Ubiquitous connectivity, devices, and inexpensive computing and storage along with low-cost and easy to use tools are also enabling a decentralized approach to curriculum and content creation.  Teachers are now able to easily create their own curriculum and content — free from the confines of the traditional text book.  The tools for creating and integrating media rich content are readily available.  Moreover, platforms, like “Teachers Pay Teachers” enable a market for teachers to exchange the lesson plans and other content they create with other teachers.

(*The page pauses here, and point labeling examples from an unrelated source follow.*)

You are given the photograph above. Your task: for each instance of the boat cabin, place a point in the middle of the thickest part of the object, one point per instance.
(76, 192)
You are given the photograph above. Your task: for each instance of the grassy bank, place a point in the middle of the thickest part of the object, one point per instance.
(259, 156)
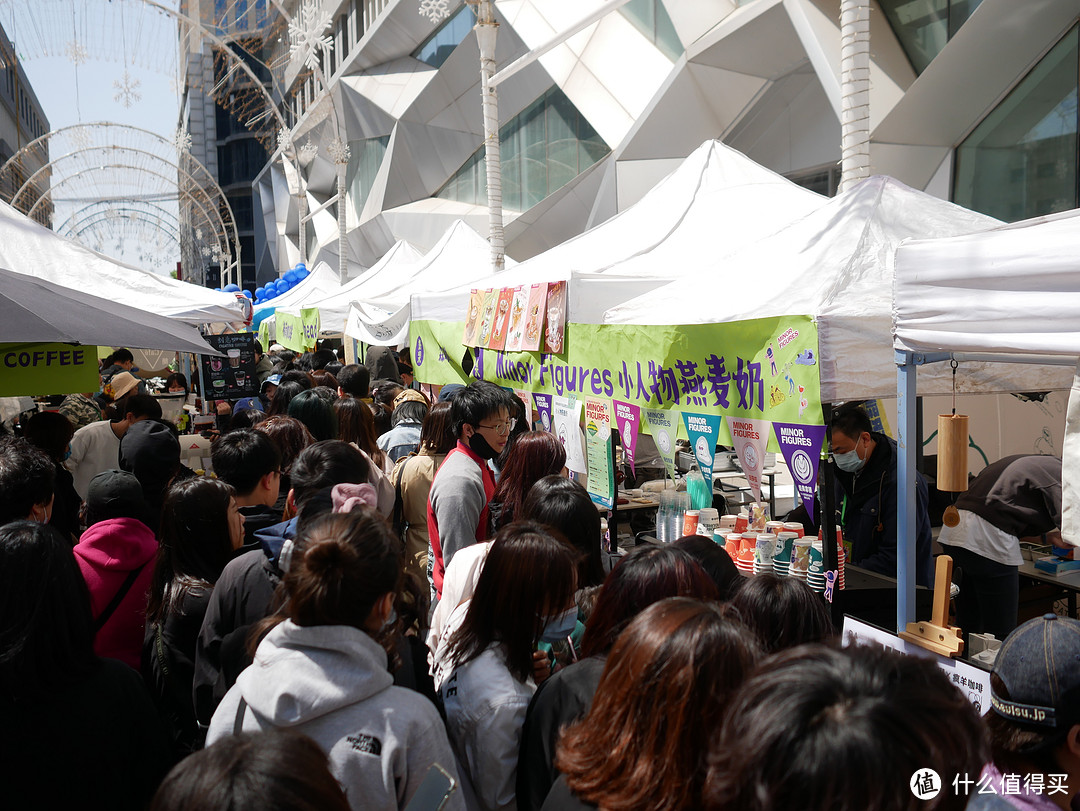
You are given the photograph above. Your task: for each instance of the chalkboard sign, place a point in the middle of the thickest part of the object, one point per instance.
(231, 377)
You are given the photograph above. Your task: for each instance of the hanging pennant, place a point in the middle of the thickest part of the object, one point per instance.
(556, 318)
(501, 320)
(534, 318)
(750, 437)
(487, 316)
(663, 427)
(703, 430)
(566, 418)
(543, 408)
(601, 483)
(472, 321)
(515, 333)
(801, 448)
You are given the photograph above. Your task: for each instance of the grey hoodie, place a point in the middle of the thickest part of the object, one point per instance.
(331, 683)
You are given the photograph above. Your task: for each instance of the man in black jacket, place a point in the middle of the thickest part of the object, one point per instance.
(1013, 498)
(865, 472)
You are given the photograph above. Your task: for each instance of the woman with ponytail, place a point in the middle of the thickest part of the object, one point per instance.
(322, 671)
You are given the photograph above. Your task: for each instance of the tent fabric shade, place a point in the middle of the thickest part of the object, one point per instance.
(1011, 291)
(35, 310)
(836, 265)
(715, 201)
(31, 249)
(334, 307)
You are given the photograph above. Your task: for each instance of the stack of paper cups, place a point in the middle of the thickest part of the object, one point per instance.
(765, 548)
(758, 515)
(709, 521)
(794, 526)
(800, 557)
(782, 561)
(815, 571)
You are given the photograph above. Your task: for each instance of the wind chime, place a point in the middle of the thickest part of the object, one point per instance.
(952, 455)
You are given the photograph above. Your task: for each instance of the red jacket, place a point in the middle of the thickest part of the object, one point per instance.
(107, 553)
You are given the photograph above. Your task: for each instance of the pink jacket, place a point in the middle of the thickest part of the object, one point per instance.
(107, 553)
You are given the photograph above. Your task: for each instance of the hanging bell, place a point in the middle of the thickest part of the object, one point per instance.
(952, 453)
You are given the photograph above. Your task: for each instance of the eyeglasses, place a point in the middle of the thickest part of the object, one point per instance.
(502, 429)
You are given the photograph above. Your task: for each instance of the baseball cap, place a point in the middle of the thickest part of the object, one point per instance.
(409, 395)
(1039, 664)
(115, 492)
(122, 383)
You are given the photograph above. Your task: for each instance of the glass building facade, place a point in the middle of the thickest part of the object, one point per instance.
(1021, 160)
(543, 147)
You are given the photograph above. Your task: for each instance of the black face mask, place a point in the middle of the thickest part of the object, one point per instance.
(481, 447)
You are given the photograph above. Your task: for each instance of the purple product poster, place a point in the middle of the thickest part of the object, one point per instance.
(543, 408)
(750, 437)
(801, 448)
(626, 418)
(703, 430)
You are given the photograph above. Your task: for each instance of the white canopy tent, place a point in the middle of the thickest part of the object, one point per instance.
(334, 307)
(835, 265)
(322, 281)
(716, 200)
(1006, 295)
(32, 249)
(380, 312)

Transformative Experience - Immersive and Interactive Virtual Agents

Artificial intelligence (AI) and virtual agents also promise to transform the education experience, just as they will transform entertainment and work.  AI and virtual agents will create a platform to preserve and provide history in an engaging format, never before possible.  One example is the natural language AI created based on the holocaust survivor Pinchas Gutter.  His story will now live on forever through an interactive hologram that can respond to questions about the holocaust and ensure this part of history is never lost.

The promise of AI goes well beyond just preserving history.  It will facilitate an individualized and customized interactive experience that has the potential of providing just the right engagement at just the right time to ensure students can successfully achieve the desired education outcome – true personalized learning.  AI will not only be able to react to the words we use, but will also be able to read and react to our emotions to facilitate a more comfortable and conducive environment for learning.  Using facial and other non-verbal data, the virtual agent will be able to detect fear, frustration, and confusion, among other emotions, to better guide the student’s experience.

All of these trends will drive the network and service requirements necessary to serve the education market of tomorrow – a more decentralized, collaborative, and interactive environment.  CableLabs and the cable industry continue to work to develop the technologies required to support a transforming education system — whether that is through increasing network capacity, improving performance, or enhancing network security, to name just a few of our efforts.